Let's now go through the examples:
# preamble
import pandas as pd # version 1.1.4
import seaborn as sns # version 0.11.0
sns.set_theme()
Example 1: Simple Boxplot
df = pd.DataFrame([[2, 1] ,[4, 2],[5, 1],
[10, 2],[9, 2],[3, 1]
], columns=['a', 'b'])
#Plotting by seaborn with x and y as parameter
sns.boxplot(x='b', y='a', data=df)
Example 2: Boxplot with grouper
df = pd.DataFrame([[2, 5, 1], [4, 9, 2],[5, 3, 1],
[10, 6, 2],[9, 7, 2],[3, 11, 1]
], columns=['a', 'b', 'grouper'])
# usinge pandas melt
df_long = pd.melt(df, "grouper", var_name='a', value_name='b')
# join two columns together
df_long['a'] = df_long['a'].astype(str) + df_long['grouper'].astype(str)
sns.boxplot(x='a', y='b', data=df_long)
Example 3: rearanging the DataFrame to pass is directly to seaborn
def df_rename_by_group(data:pd.DataFrame, col:str)->pd.DataFrame:
'''This function takes a DataFrame, groups by one column and returns
a new DataFrame where the old columnnames are extended by the group item.
'''
grouper = df.groupby(col)
max_length_of_group = max([len(values) for item, values in grouper.indices.items()])

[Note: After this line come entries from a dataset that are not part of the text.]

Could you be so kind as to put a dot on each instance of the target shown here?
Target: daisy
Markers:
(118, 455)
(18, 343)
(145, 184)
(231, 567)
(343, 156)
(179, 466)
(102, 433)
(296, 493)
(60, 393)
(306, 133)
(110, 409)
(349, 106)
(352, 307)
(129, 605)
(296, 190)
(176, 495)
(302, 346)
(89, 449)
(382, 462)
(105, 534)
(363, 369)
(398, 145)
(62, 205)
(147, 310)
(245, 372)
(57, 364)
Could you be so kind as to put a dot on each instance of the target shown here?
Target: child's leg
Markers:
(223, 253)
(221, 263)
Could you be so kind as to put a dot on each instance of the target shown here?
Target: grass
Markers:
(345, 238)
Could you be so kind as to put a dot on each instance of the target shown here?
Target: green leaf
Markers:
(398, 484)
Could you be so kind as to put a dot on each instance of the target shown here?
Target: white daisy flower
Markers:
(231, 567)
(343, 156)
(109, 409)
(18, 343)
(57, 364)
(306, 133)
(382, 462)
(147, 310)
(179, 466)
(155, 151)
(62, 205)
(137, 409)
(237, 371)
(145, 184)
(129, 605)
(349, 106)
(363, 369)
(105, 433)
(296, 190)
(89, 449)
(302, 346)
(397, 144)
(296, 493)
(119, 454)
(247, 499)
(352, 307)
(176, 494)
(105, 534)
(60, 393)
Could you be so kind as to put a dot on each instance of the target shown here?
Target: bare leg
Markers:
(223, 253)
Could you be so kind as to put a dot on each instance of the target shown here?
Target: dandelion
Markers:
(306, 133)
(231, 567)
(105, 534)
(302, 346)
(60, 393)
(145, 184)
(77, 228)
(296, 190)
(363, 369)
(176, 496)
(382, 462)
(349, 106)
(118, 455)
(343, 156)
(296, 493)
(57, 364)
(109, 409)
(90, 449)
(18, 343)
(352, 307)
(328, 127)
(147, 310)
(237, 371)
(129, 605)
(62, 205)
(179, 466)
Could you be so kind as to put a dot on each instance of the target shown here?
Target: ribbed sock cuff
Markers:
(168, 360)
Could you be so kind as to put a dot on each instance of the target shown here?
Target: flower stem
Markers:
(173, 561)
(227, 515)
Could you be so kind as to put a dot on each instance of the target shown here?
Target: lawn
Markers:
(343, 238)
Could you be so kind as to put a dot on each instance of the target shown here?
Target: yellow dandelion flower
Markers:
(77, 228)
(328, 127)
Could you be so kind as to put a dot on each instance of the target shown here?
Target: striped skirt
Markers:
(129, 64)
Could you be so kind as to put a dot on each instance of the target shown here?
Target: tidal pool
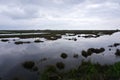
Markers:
(49, 52)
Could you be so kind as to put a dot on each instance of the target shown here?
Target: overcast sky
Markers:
(59, 14)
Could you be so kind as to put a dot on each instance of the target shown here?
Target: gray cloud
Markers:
(59, 14)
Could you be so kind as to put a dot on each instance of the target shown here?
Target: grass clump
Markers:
(38, 41)
(86, 53)
(90, 51)
(50, 73)
(75, 55)
(21, 42)
(60, 65)
(28, 65)
(96, 50)
(4, 40)
(117, 53)
(64, 55)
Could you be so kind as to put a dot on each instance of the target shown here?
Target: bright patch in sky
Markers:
(59, 14)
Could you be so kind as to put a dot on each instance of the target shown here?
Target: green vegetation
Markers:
(114, 45)
(90, 51)
(75, 55)
(22, 42)
(86, 71)
(60, 65)
(38, 41)
(51, 34)
(64, 55)
(4, 40)
(117, 53)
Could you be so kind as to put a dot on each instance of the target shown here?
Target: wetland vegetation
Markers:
(60, 55)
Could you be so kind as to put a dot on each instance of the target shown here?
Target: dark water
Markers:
(12, 55)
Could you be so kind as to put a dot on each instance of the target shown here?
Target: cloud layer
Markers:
(59, 14)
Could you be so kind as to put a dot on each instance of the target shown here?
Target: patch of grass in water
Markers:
(22, 42)
(75, 55)
(90, 51)
(28, 65)
(4, 40)
(60, 65)
(86, 71)
(114, 45)
(86, 53)
(64, 55)
(38, 41)
(117, 53)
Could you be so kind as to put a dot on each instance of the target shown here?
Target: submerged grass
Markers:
(86, 71)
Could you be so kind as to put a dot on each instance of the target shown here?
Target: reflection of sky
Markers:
(59, 14)
(12, 55)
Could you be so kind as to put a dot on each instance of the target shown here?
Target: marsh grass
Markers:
(86, 71)
(4, 40)
(90, 51)
(38, 41)
(22, 42)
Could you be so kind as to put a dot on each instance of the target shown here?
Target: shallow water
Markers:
(12, 55)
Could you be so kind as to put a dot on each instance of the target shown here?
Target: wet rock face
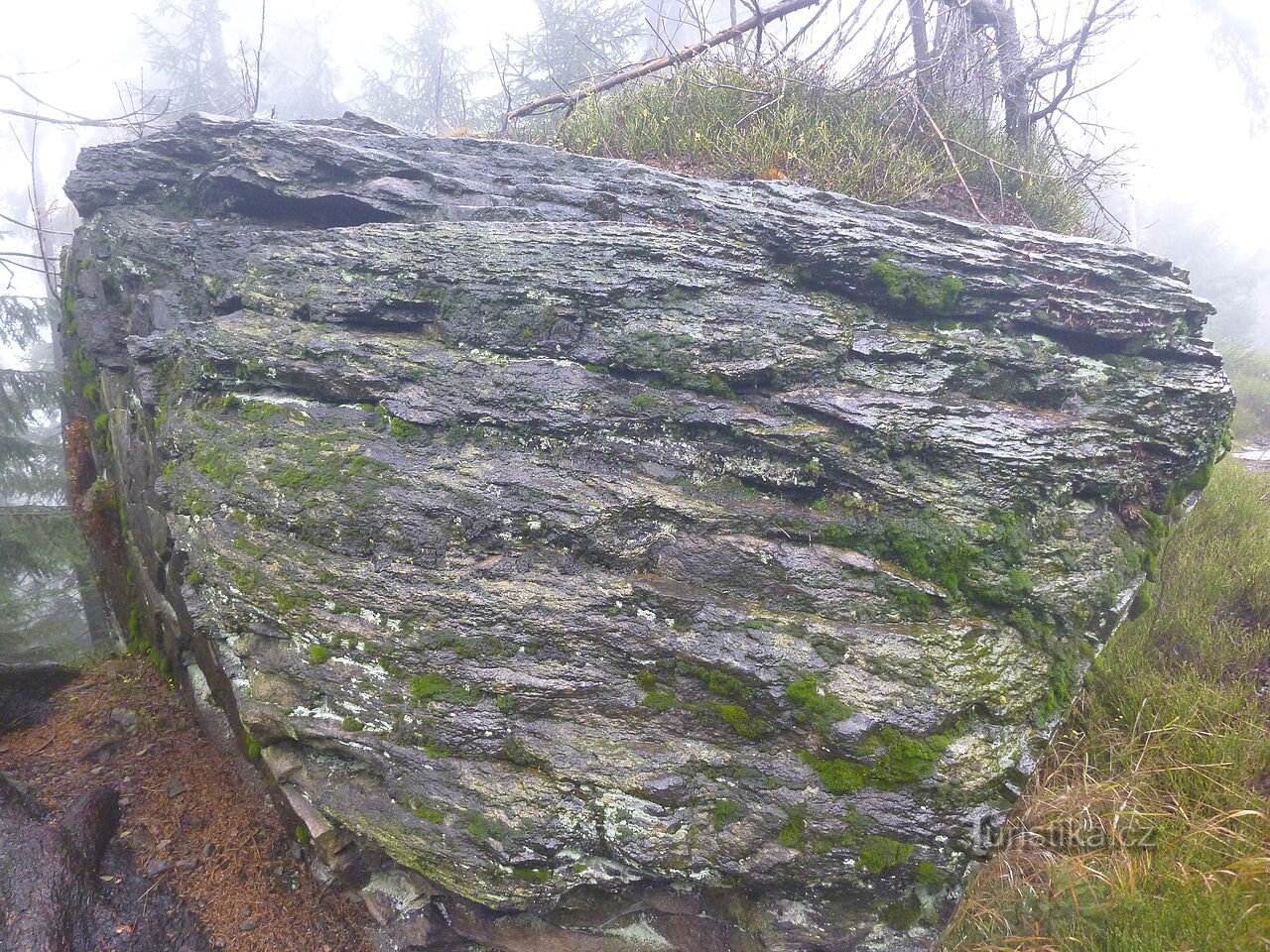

_df = pd.DataFrame(index=range(max_length_of_group))
for i in grouper.groups.keys():
helper = grouper.get_group(i).drop(col, axis=1).add_suffix(str(i))
helper.reset_index(drop=True, inplace=True)
_df = _df.join(helper)
return _df
df = pd.DataFrame([[2, 5, 1], [4, 9, 2],[5, 3, 1],
[10, 6, 2],[9, 7, 2],[3, 11, 1]
], columns=['a', 'b', 'grouper'])
df_new = df_rename_by_group(data=df, col='grouper')
sns.boxplot(data=df_new)
I really hope this answer helps to avoid some confusion.
sns.boxplot() doesnot take groupby.
Probably you are gonna see
TypeError: boxplot() got an unexpected keyword argument 'groupby'.
The best idea to group data and use in boxplot passing the data as groupby dataframe value.
import seaborn as sns
grouDataFrame = nameDataFrame(['A'])['B'].agg(sum).reset_index()
sns.boxplot(y='B', x='A', data=grouDataFrame)
Here B column data contains numeric value and grouped is done on the basis of A. All the grouped value with their respective column are added and boxplot diagram is plotted. Hope this helps.